Für die Berichterstattung von internationalen Wissenschaftsjournalisten sind Behörden wie die CDC von enormer Bedeutung, da sie überprüfte, auf wissenschaftlichen Daten basierende Informationen zum Krankheitsgeschehen auf der ganzen Welt bereitstellen. Die politisch motivierte Gängelung, mit der sich die die CDC jetzt konfrontiert sieht, stellt die gewohnte Datenseriosität grundlegend infrage.
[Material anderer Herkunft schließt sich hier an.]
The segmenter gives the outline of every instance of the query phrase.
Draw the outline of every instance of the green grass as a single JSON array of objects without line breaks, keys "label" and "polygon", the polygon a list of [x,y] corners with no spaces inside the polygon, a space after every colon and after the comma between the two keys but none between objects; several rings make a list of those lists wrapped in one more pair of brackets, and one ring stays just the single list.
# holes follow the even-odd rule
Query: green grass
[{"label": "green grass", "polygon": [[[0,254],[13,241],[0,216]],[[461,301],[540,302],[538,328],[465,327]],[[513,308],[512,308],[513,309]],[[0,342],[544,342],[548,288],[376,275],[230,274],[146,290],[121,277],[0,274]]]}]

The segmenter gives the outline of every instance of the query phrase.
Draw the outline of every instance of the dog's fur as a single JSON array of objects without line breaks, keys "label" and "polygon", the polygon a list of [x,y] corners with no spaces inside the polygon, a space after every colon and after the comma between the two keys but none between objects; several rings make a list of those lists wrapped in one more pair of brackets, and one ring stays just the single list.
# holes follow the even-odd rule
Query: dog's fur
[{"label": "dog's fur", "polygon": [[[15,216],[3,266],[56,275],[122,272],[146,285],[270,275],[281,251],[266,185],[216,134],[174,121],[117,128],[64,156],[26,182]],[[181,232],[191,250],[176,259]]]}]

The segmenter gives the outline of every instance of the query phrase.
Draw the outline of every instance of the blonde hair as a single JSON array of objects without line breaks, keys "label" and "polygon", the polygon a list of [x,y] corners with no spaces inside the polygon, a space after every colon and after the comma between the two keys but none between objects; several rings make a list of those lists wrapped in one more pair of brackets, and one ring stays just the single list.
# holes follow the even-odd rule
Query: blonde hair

Das primäre Aufgabenspektrum der CDC liegt im Bereich der Infektionskrankheiten. In Deutschland wird dieser Bereich vom Robert-Koch-Institut verantwortet und die äquivalente Behörde in der Europäischen Union ist das Europäische Zentrum für die Prävention und die Kontrolle von Krankheiten (ECDC). Zudem befassen sich die CDC mit der allgemeinen Vorbeugung von Krankheiten (auch von nicht übertragbaren), dem Schutz vor umweltbedingten Krankheiten, dem Arbeitsschutz, der Gesundheitsförderung sowie der gesundheitlichen Aufklärung.
Zwischenzeitlich rufen Aktivisten Freiwillige auf, die Seiten der CDC zu kopieren und auf anderen Servern unverändert zu konservieren. Erste Erfolge werden bereits in den sozialen Medien gemeldet.